De rechtbank benadrukt dat de beslissing om het gezag van de moeder te beëindigen niet betekent dat de moeder in de toekomst geen belangrijke rol meer in het leven van [roepnaam mj] zal spelen. Zij is en blijft altijd de moeder van [roepnaam mj] en daarom erg belangrijk in het leven van [roepnaam mj] . De rechtbank vindt het dan ook van belang dat de GI blijvend zal inzetten op contact(herstel) tussen de moeder en [roepnaam mj] . Daarnaast moet er aandacht zijn voor contact(herstel) tussen [roepnaam mj] en haar overige familieleden, zoals haar halfbroer [halfbroer] , de grootmoeder moederszijde en haar vermoedelijke vader.
Uitvoerbaarheid bij voorraad
De rechtbank zal, gelet op de aard van de maatregel, de beslissing uitvoerbaar bij voorraad verklaren, zoals is verzocht door de Raad. Dat betekent dat de beslissing alvast moet worden gevolgd, ook als er hoger beroep wordt ingesteld tegen deze beslissing.

De beslissing

De rechtbank:
beëindigt het ouderlijk gezag van de moeder, [moeder] , geboren te [geboorteplaats2] op [geboortedatum2] 1989 over de minderjarige:
- [minderjarige] , geboren op [geboortedatum] 2020 te [geboorteplaats] ;
benoemt de gecertificeerde instelling William Schrikker Stichting Jeugdbescherming & Jeugdreclassering, gevestigd te Amsterdam tot voogdes over voornoemde minderjarige;
verklaart deze beschikking uitvoerbaar bij voorraad;
Deze beschikking is gegeven en in het openbaar uitgesproken op 22 februari 2022 door
mr. Jansen, voorzitter, mr. Hamburger en mr. Toekoen, allen kinderrechters, in tegenwoordigheid van mr. Wallerbos als griffier.
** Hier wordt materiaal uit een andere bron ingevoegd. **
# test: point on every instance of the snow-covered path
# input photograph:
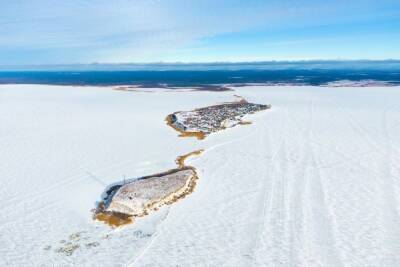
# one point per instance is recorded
(313, 182)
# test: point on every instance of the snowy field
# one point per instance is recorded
(315, 181)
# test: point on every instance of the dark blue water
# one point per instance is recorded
(201, 75)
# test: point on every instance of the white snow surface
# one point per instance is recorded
(315, 181)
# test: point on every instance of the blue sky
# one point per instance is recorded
(87, 31)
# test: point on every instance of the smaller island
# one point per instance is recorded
(124, 201)
(203, 121)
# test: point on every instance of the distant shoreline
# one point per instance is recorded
(212, 80)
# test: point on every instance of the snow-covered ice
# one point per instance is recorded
(315, 181)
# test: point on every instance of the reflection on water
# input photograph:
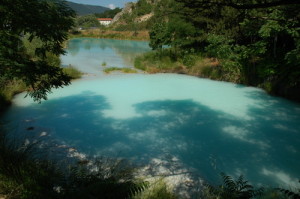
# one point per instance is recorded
(88, 54)
(206, 126)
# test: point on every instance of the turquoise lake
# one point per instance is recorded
(196, 125)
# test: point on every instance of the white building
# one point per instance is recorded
(105, 21)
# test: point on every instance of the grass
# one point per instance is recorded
(124, 70)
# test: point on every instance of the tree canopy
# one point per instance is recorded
(46, 20)
(256, 42)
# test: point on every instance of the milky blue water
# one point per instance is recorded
(207, 126)
(88, 54)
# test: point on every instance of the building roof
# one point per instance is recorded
(104, 19)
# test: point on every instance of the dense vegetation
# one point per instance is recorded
(253, 42)
(46, 21)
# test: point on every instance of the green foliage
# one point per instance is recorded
(256, 42)
(48, 21)
(8, 89)
(156, 190)
(142, 7)
(159, 36)
(233, 189)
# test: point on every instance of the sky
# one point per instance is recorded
(106, 3)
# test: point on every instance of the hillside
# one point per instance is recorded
(83, 9)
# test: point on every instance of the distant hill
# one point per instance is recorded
(83, 9)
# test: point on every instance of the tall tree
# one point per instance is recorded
(46, 20)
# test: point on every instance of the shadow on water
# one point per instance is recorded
(264, 149)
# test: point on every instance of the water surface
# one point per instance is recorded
(203, 126)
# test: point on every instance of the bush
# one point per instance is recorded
(72, 72)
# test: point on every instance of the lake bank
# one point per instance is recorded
(112, 34)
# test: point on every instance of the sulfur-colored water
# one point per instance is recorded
(92, 55)
(204, 126)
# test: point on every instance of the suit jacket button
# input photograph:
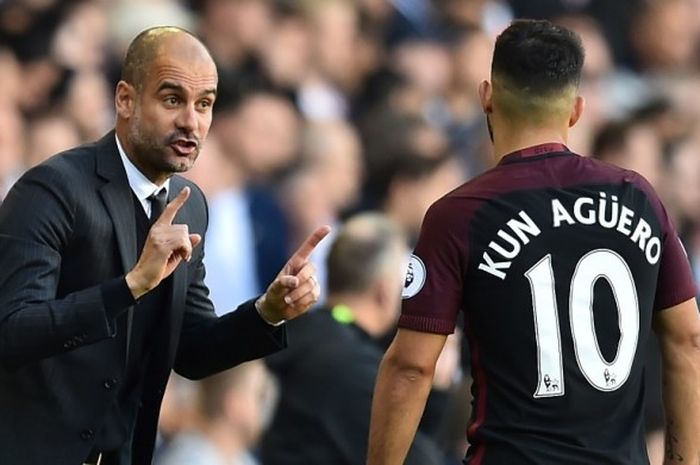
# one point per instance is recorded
(110, 383)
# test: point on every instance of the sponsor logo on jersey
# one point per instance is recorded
(415, 277)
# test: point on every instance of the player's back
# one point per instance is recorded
(560, 268)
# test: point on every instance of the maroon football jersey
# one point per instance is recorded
(558, 262)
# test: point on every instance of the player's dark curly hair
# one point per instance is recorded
(538, 57)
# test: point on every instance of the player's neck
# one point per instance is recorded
(521, 138)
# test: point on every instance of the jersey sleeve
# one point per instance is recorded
(675, 283)
(432, 294)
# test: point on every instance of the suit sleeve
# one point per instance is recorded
(36, 228)
(210, 344)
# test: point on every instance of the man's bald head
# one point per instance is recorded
(145, 47)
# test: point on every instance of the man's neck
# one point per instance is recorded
(518, 139)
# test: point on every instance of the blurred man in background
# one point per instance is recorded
(326, 379)
(229, 414)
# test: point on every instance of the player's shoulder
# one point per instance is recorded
(604, 172)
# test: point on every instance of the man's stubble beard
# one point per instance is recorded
(154, 156)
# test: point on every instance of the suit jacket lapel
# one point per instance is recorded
(118, 198)
(179, 277)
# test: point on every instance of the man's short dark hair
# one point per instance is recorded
(536, 59)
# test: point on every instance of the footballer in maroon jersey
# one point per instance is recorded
(560, 264)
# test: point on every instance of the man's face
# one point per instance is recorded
(172, 113)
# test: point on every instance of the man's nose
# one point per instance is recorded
(187, 119)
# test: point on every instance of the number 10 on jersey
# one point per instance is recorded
(601, 374)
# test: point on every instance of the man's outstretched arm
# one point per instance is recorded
(678, 328)
(403, 383)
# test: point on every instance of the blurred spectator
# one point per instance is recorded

Hoger beroep tegen deze beschikking kan worden ingesteld: door de verzoekers en de belanghebbende(n) aan wie een afschrift van de beschikking is verstrekt of verzonden, binnen drie maanden na de dag van de uitspraak;
- door andere belanghebbenden binnen drie maanden na de betekening daarvan of nadat de beschikking aan hen op een andere wijze bekend is geworden.
Het hoger beroep moet, door tussenkomst van een advocaat, worden ingediend bij de griffie van het gerechtshof te ‘s-Hertogenbosch.